CNI leaders’ attitude to ransomware lackadaisical at best

Over 60% of cyber security leaders and decision-makers working in sectors regarded as critical national infrastructure (CNI) have not made space to put a decision-making plan in place on whether or not to pay up if they fall victim to a ransomware attack, according to a report.

Security consultancy Bridewell surveyed more than 500 cyber leaders in areas such as comms, financial services, government, transport and utilities, and found that although 79% agreed that ransomware would significantly disrupt their operations in the next 12 months, less than half have implemented measures that would help them prevent, detect, respond and recover from an incident.

For example, only 36% have implemented a security information and event management (SIEM) platform, which could potentially spot the signs of an incoming ransomware attack before the attacker executes their payload.

Likewise, only 43% said they had put in place technical controls to stop unauthorised access to systems, and to stop business-critical data being deleted, overwritten or encrypted.

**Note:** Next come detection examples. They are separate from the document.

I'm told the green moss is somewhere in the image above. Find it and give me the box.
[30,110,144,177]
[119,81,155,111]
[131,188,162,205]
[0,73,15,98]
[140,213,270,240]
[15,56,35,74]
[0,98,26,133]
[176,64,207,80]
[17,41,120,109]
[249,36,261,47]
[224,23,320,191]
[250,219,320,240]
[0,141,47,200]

“All critical infrastructure organisations must be prepared to suffer a ransomware attack and have tailored response plans in place to deal with actors targeting both IT and OT operations,” said Gavin Knapp, cyber defence technical lead at Bridewell. “This should encompass third parties and remote access into the OT environment.

“Failure to prepare can result in the loss of IP, interruption to operations, and significant financial and reputational damage. It also often leaves organisations with no choice but to pay the ransom, which aside from being illegal in some countries, only further fuels the crisis.”

Bridewell also found evidence of a disconnect around CNI cloud security strategies. It said that only 46% of respondents were using cloud storage services that had in-built ransomware protection, while just 42% had deployed a cloud access security broker (CASB). This was a concern, the report said, given a sharp rise in ransomware attacks that target weaknesses, or in some cases legitimate functionality, in cloud resources.

Bridewell said collective momentum was building among CNI operators to digitise their operations, but it was clear this did not include cyber resilience. However, it did find some promising signs that many CNI operators had had success in resolving some cyber challenges, and were really only constrained by a lack of understanding of the threat landscape, and their own capabilities.

As such, it concluded, although the threat landscape is a fast-evolving beast, CNI operators are in a strong position to respond well if they proactively seek help. Equipped as such, said Bridewell, whether they build in-house capabilities or enlist a security services partner, they will be in a much better position to respond to cyber threats without constraining the operational benefits of digitisation.